Anti-TNF-α drugs are used in the treatment of other immunological disorders, such as RA. Gasparyan et al. [13] suggested that MPV increases during anti-TNF-α therapy and may be a good predictor of clinical response to biological treatment in RA patients. However, to the best of our knowledge, earlier studies have not analyzed MPV as a possible predictor of sustained response to biological therapy with infliximab in CD patients. Here, we observed that higher MPV at week 14 in clinical responders to infliximab induction treatment is a good indicator of a sustained response to maintenance treatment during 52-week therapy. Furthermore, CD patients with a >0.4 fl increase in MPV after an induction infliximab treatment (between week 0 and 14) were more likely to maintain response and remission.
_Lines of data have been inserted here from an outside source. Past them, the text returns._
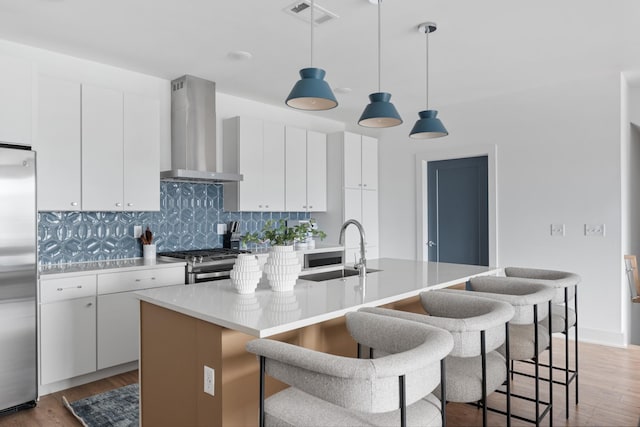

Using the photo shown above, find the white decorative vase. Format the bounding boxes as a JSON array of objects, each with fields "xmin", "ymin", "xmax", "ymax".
[
  {"xmin": 264, "ymin": 245, "xmax": 302, "ymax": 292},
  {"xmin": 231, "ymin": 294, "xmax": 262, "ymax": 324},
  {"xmin": 264, "ymin": 291, "xmax": 302, "ymax": 325},
  {"xmin": 229, "ymin": 254, "xmax": 262, "ymax": 294}
]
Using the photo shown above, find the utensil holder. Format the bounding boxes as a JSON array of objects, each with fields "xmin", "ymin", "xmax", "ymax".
[{"xmin": 142, "ymin": 245, "xmax": 156, "ymax": 259}]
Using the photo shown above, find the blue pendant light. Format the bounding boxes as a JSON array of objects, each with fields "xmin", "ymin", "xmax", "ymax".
[
  {"xmin": 409, "ymin": 22, "xmax": 449, "ymax": 139},
  {"xmin": 286, "ymin": 0, "xmax": 338, "ymax": 111},
  {"xmin": 358, "ymin": 0, "xmax": 402, "ymax": 128}
]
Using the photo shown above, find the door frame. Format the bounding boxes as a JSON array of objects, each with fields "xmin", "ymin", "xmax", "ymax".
[{"xmin": 416, "ymin": 144, "xmax": 499, "ymax": 267}]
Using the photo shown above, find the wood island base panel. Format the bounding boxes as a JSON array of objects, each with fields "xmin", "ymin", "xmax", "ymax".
[
  {"xmin": 136, "ymin": 259, "xmax": 498, "ymax": 427},
  {"xmin": 140, "ymin": 302, "xmax": 356, "ymax": 427}
]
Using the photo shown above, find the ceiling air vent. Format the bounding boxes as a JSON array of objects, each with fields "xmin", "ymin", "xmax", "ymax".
[{"xmin": 282, "ymin": 0, "xmax": 339, "ymax": 25}]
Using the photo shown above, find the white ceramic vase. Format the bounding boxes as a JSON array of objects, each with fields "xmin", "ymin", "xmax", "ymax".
[
  {"xmin": 229, "ymin": 254, "xmax": 262, "ymax": 294},
  {"xmin": 264, "ymin": 246, "xmax": 302, "ymax": 292}
]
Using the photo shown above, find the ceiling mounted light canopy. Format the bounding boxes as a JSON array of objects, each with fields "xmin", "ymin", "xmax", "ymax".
[
  {"xmin": 286, "ymin": 0, "xmax": 338, "ymax": 111},
  {"xmin": 409, "ymin": 22, "xmax": 449, "ymax": 139},
  {"xmin": 358, "ymin": 0, "xmax": 402, "ymax": 128}
]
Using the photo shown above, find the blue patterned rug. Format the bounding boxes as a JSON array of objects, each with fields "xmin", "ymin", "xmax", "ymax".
[{"xmin": 62, "ymin": 384, "xmax": 140, "ymax": 427}]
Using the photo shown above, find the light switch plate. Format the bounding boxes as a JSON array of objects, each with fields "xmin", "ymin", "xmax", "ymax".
[
  {"xmin": 204, "ymin": 365, "xmax": 216, "ymax": 396},
  {"xmin": 584, "ymin": 224, "xmax": 604, "ymax": 237},
  {"xmin": 551, "ymin": 224, "xmax": 564, "ymax": 237}
]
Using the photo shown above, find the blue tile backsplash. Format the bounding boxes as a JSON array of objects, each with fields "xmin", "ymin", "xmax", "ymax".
[{"xmin": 38, "ymin": 181, "xmax": 310, "ymax": 265}]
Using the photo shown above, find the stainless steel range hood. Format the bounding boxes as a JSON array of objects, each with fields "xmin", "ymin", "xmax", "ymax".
[{"xmin": 160, "ymin": 75, "xmax": 242, "ymax": 182}]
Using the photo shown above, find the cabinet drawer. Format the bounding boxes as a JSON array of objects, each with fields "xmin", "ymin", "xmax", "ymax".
[
  {"xmin": 98, "ymin": 265, "xmax": 184, "ymax": 295},
  {"xmin": 40, "ymin": 274, "xmax": 96, "ymax": 303}
]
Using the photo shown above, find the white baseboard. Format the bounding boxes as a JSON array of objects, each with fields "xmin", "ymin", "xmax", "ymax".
[
  {"xmin": 569, "ymin": 326, "xmax": 628, "ymax": 348},
  {"xmin": 38, "ymin": 360, "xmax": 138, "ymax": 398}
]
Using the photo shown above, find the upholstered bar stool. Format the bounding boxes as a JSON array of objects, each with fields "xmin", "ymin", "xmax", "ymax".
[
  {"xmin": 246, "ymin": 312, "xmax": 453, "ymax": 426},
  {"xmin": 468, "ymin": 276, "xmax": 555, "ymax": 426},
  {"xmin": 360, "ymin": 290, "xmax": 514, "ymax": 426},
  {"xmin": 504, "ymin": 267, "xmax": 580, "ymax": 418}
]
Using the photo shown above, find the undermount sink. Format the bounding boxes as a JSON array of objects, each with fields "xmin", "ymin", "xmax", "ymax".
[{"xmin": 300, "ymin": 268, "xmax": 380, "ymax": 282}]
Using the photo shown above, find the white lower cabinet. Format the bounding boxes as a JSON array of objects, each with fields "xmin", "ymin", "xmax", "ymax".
[
  {"xmin": 98, "ymin": 265, "xmax": 184, "ymax": 369},
  {"xmin": 40, "ymin": 297, "xmax": 96, "ymax": 384},
  {"xmin": 39, "ymin": 263, "xmax": 184, "ymax": 385},
  {"xmin": 40, "ymin": 275, "xmax": 96, "ymax": 384},
  {"xmin": 98, "ymin": 292, "xmax": 140, "ymax": 369}
]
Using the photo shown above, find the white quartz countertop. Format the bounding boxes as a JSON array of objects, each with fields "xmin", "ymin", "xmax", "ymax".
[
  {"xmin": 137, "ymin": 258, "xmax": 499, "ymax": 337},
  {"xmin": 38, "ymin": 258, "xmax": 186, "ymax": 278}
]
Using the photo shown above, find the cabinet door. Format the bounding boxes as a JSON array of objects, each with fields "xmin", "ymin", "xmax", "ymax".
[
  {"xmin": 34, "ymin": 76, "xmax": 81, "ymax": 211},
  {"xmin": 98, "ymin": 292, "xmax": 140, "ymax": 369},
  {"xmin": 123, "ymin": 93, "xmax": 160, "ymax": 211},
  {"xmin": 82, "ymin": 85, "xmax": 123, "ymax": 211},
  {"xmin": 344, "ymin": 132, "xmax": 362, "ymax": 188},
  {"xmin": 362, "ymin": 190, "xmax": 378, "ymax": 246},
  {"xmin": 262, "ymin": 123, "xmax": 284, "ymax": 212},
  {"xmin": 344, "ymin": 188, "xmax": 368, "ymax": 254},
  {"xmin": 40, "ymin": 296, "xmax": 96, "ymax": 384},
  {"xmin": 237, "ymin": 117, "xmax": 263, "ymax": 211},
  {"xmin": 307, "ymin": 131, "xmax": 327, "ymax": 212},
  {"xmin": 285, "ymin": 127, "xmax": 307, "ymax": 212},
  {"xmin": 362, "ymin": 135, "xmax": 378, "ymax": 190},
  {"xmin": 0, "ymin": 55, "xmax": 33, "ymax": 145}
]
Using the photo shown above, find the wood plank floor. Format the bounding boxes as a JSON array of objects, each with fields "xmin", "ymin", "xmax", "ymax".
[{"xmin": 0, "ymin": 339, "xmax": 640, "ymax": 427}]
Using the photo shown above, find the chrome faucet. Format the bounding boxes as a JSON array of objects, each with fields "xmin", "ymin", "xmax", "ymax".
[{"xmin": 338, "ymin": 219, "xmax": 367, "ymax": 277}]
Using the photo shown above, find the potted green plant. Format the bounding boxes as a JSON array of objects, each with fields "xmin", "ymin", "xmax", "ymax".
[
  {"xmin": 241, "ymin": 219, "xmax": 326, "ymax": 292},
  {"xmin": 241, "ymin": 219, "xmax": 327, "ymax": 246}
]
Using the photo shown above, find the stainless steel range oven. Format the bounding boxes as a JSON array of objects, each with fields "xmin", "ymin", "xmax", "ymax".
[{"xmin": 158, "ymin": 248, "xmax": 247, "ymax": 285}]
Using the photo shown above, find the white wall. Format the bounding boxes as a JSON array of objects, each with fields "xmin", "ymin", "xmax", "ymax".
[
  {"xmin": 621, "ymin": 83, "xmax": 640, "ymax": 344},
  {"xmin": 0, "ymin": 40, "xmax": 171, "ymax": 166},
  {"xmin": 379, "ymin": 72, "xmax": 626, "ymax": 345}
]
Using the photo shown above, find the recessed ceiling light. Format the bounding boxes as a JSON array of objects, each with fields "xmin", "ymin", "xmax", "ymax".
[{"xmin": 227, "ymin": 50, "xmax": 253, "ymax": 61}]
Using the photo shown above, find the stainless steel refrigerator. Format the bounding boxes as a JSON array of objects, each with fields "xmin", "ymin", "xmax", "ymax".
[{"xmin": 0, "ymin": 144, "xmax": 38, "ymax": 414}]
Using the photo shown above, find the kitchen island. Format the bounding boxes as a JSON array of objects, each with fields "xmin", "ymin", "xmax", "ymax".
[{"xmin": 138, "ymin": 258, "xmax": 498, "ymax": 426}]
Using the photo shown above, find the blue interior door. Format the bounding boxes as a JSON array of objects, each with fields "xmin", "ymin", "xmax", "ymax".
[{"xmin": 427, "ymin": 156, "xmax": 489, "ymax": 265}]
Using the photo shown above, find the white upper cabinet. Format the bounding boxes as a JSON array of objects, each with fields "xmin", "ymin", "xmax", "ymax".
[
  {"xmin": 360, "ymin": 135, "xmax": 378, "ymax": 190},
  {"xmin": 344, "ymin": 132, "xmax": 378, "ymax": 190},
  {"xmin": 0, "ymin": 54, "xmax": 33, "ymax": 145},
  {"xmin": 285, "ymin": 126, "xmax": 307, "ymax": 212},
  {"xmin": 315, "ymin": 132, "xmax": 379, "ymax": 264},
  {"xmin": 33, "ymin": 75, "xmax": 82, "ymax": 211},
  {"xmin": 223, "ymin": 117, "xmax": 285, "ymax": 212},
  {"xmin": 264, "ymin": 122, "xmax": 284, "ymax": 211},
  {"xmin": 123, "ymin": 93, "xmax": 160, "ymax": 211},
  {"xmin": 343, "ymin": 132, "xmax": 362, "ymax": 188},
  {"xmin": 82, "ymin": 85, "xmax": 123, "ymax": 211},
  {"xmin": 285, "ymin": 127, "xmax": 327, "ymax": 212},
  {"xmin": 307, "ymin": 131, "xmax": 327, "ymax": 212},
  {"xmin": 73, "ymin": 84, "xmax": 160, "ymax": 211}
]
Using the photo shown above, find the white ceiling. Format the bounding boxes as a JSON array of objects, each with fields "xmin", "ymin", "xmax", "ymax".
[{"xmin": 0, "ymin": 0, "xmax": 640, "ymax": 128}]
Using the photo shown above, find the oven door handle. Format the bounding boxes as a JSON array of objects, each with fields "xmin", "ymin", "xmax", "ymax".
[{"xmin": 194, "ymin": 270, "xmax": 230, "ymax": 280}]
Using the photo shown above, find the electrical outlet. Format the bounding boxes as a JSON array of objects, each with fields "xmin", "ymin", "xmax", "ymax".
[
  {"xmin": 551, "ymin": 224, "xmax": 564, "ymax": 237},
  {"xmin": 216, "ymin": 224, "xmax": 227, "ymax": 234},
  {"xmin": 584, "ymin": 224, "xmax": 604, "ymax": 237},
  {"xmin": 204, "ymin": 365, "xmax": 216, "ymax": 396}
]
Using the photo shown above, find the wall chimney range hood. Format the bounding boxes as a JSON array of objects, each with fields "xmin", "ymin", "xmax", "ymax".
[{"xmin": 160, "ymin": 75, "xmax": 242, "ymax": 182}]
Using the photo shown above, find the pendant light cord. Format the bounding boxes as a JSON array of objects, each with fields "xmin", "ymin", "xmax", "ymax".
[
  {"xmin": 424, "ymin": 24, "xmax": 431, "ymax": 110},
  {"xmin": 309, "ymin": 0, "xmax": 316, "ymax": 68},
  {"xmin": 378, "ymin": 0, "xmax": 382, "ymax": 92}
]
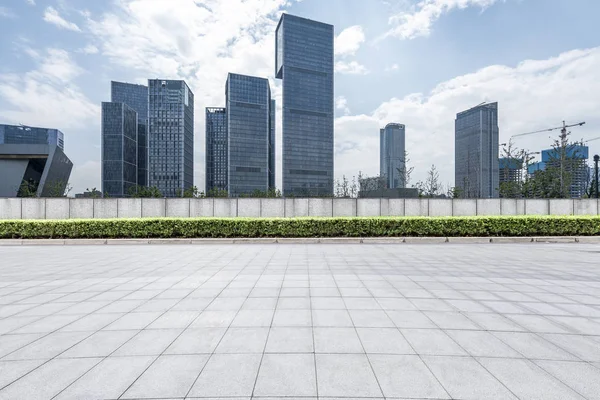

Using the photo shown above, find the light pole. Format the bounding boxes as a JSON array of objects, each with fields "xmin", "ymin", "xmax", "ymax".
[{"xmin": 594, "ymin": 154, "xmax": 600, "ymax": 198}]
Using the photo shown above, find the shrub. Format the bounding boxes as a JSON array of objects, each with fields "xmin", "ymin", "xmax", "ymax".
[{"xmin": 0, "ymin": 216, "xmax": 600, "ymax": 239}]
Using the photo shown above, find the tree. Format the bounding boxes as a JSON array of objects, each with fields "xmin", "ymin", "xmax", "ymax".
[
  {"xmin": 416, "ymin": 165, "xmax": 442, "ymax": 197},
  {"xmin": 397, "ymin": 151, "xmax": 415, "ymax": 188}
]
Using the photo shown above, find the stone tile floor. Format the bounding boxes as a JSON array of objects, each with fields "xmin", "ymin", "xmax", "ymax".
[{"xmin": 0, "ymin": 244, "xmax": 600, "ymax": 400}]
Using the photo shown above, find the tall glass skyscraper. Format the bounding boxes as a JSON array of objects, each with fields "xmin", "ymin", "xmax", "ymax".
[
  {"xmin": 275, "ymin": 14, "xmax": 334, "ymax": 196},
  {"xmin": 379, "ymin": 124, "xmax": 406, "ymax": 189},
  {"xmin": 148, "ymin": 79, "xmax": 194, "ymax": 197},
  {"xmin": 454, "ymin": 103, "xmax": 500, "ymax": 198},
  {"xmin": 101, "ymin": 102, "xmax": 138, "ymax": 197},
  {"xmin": 110, "ymin": 81, "xmax": 148, "ymax": 186},
  {"xmin": 205, "ymin": 108, "xmax": 228, "ymax": 193},
  {"xmin": 0, "ymin": 125, "xmax": 65, "ymax": 150},
  {"xmin": 225, "ymin": 73, "xmax": 272, "ymax": 197}
]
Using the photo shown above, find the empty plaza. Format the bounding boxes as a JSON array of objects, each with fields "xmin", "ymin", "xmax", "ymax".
[{"xmin": 0, "ymin": 243, "xmax": 600, "ymax": 400}]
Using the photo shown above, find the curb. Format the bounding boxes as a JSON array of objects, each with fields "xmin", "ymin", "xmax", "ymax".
[{"xmin": 0, "ymin": 236, "xmax": 600, "ymax": 247}]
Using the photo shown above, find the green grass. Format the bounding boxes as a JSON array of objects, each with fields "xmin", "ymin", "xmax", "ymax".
[{"xmin": 0, "ymin": 216, "xmax": 600, "ymax": 239}]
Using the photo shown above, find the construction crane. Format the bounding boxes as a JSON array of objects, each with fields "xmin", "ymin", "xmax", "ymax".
[{"xmin": 511, "ymin": 121, "xmax": 585, "ymax": 139}]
Since MPV > 10.3 fl at week 14 predicts sustained response with 67 % sensitivity and 80 % specificity, and ΔMPV (difference between baseline and week 14) higher than 0.4 fl predicts sustained response with 87 % sensitivity and 93 % specificity, we suggest for the first time that the MPV could be a useful predictor in medical practice.

Conclusion

In conclusion, our study showed that MPV may be a useful biomarker predicting a sustained response in the 52-week treatment in CD patients receiving infliximab. We suggest that MPV, as an easily accessible biomarker, will allow clinicians to select the most appropriate individual treatment. In case of possible loss of response, physicians will be able to increase the dose of anti-TNF-α antibodies, change drugs or consider other treatments (i.e., antibodies against cell adhesion molecules).

This pilot study was performed on a small group of IBD patients. Further studies are warranted to confirm our observations on the predicting role of MPV and to establish the cutoff points in a larger cohort. Also, the possible application of this parameter in CD patients treated with other anti-TNF-α agents needs verification.